I'm on this diet ... I've lost about 110 lbs since last March; but I still have about 13 lbs to lose, and it's proving to be very difficult. I'm not bragging, girls; if I had to do this again, I don't think I could. My motivation has been to stay out of the plus-size sections. I want to buy pretty clothes, clothes made for women of my height. Evenso, there are a few shops that won't cater to me; testosterone has made me an XL (it's the shoulders), and some stores don't sell to XLs. But most do.

Weekends are my days to eat and drink what I want, within reason. During the week, I try to be strict with myself; on weekends, I guess I go a little crazy. Today, I'm drinking my signature low-calorie alcoholic drink (rum & diet coke), eating popcorn and watching  a movie I've seen several times. And that's what motivates me to write.

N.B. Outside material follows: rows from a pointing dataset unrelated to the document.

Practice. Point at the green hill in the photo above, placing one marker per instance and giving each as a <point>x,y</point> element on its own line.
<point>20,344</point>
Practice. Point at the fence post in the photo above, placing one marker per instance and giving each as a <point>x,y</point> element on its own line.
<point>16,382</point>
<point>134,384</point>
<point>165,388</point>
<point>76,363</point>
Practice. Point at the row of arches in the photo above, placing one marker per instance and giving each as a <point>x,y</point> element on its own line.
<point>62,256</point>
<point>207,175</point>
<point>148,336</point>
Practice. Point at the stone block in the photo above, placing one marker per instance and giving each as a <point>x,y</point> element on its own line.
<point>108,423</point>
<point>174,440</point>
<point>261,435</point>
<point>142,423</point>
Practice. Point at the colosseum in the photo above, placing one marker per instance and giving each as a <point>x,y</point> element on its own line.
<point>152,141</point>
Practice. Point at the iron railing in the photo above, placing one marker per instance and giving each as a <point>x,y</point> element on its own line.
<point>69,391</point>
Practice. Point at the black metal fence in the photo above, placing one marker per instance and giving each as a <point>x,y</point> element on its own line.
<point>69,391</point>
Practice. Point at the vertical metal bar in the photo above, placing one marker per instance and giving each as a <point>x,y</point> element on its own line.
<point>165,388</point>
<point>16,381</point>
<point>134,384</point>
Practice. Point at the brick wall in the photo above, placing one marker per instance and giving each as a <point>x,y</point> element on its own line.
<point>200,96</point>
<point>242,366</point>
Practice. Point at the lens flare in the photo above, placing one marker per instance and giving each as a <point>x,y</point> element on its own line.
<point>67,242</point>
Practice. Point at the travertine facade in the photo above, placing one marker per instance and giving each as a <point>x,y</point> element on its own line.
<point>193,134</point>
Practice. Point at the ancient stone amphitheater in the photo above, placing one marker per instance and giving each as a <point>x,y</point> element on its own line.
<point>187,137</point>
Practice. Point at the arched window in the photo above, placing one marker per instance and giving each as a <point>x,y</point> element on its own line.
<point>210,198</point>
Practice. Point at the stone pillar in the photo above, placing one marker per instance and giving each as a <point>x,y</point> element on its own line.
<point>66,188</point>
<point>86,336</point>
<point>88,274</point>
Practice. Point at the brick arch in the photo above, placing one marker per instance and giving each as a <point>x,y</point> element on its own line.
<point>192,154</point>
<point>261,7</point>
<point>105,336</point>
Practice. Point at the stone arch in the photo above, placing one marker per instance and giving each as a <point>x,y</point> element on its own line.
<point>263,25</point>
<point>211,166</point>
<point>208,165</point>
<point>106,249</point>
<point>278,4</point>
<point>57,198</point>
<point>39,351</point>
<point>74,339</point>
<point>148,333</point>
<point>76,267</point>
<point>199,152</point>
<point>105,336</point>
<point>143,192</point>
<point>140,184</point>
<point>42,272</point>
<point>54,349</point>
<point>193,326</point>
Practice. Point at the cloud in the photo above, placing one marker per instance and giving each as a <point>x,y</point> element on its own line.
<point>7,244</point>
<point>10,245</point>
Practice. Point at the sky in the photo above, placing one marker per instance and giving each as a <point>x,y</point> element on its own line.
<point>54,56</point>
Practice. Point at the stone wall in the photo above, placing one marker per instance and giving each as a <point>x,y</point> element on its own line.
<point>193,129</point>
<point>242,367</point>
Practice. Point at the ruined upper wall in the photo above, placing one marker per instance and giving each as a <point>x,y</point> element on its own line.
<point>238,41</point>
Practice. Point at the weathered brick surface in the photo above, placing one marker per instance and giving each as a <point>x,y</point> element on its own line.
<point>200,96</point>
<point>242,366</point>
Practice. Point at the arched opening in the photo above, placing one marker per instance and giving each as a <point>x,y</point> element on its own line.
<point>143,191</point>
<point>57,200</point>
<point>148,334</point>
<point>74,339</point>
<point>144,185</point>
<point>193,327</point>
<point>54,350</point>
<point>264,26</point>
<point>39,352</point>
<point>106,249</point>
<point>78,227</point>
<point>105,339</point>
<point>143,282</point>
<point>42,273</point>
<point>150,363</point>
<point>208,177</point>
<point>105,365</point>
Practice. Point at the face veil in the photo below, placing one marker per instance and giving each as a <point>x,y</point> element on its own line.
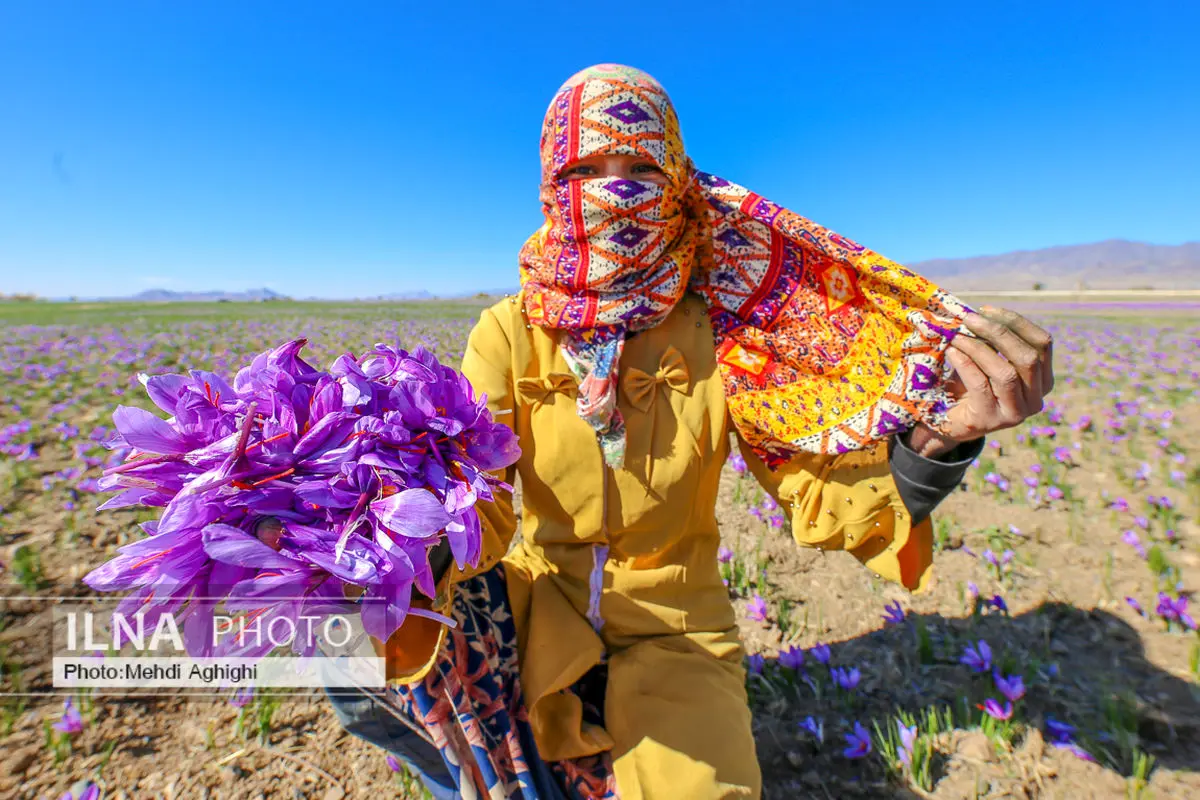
<point>823,346</point>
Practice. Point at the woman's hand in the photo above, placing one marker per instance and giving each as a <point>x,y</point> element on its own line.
<point>1003,374</point>
<point>269,530</point>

"Private Benjamin" (1980) is a Goldie Hawn vehicle and a bit of fluff, cinematically speaking; and yet, this morning it has moved me to tears. The first thing to notice is Goldie Hawn herself. This cis woman has no chest! Seriously. The next time you feel like despairing over your deficiency in the boob department, take a look at Goldie Hawn. She got short-changed, just as we did. But it didn't stop her from having a full and rewarding life.

Something else ... I'm a transbian, never attracted to men – well, other than the obligatory homosexual fantasy at age 14 – but this movie ... before I knew who I was, I used to watch this movie and imagine I was Armand Assante. So over-the-top gorgeous. This morning, I'm wanting to be Goldie Hawn – not because I want to sleep with Assante (seems kind of ridiculous); nevertheless, I *do* understand the attraction. He's so *male,* so over-the-top staff to my distaff. Although I don't feel anything for him sexually, some part of me goes, "Wow, give me some of that."  I would love to be adored by someone who is so obviously a babe.

It's a little confusing; but I'm able to laugh at it, nonetheless. I'm 60 years old, there is no romance in my future (been there, done that); at the moment, all I want is to live my life as a woman and in peace.

I hope life doesn't have other plans.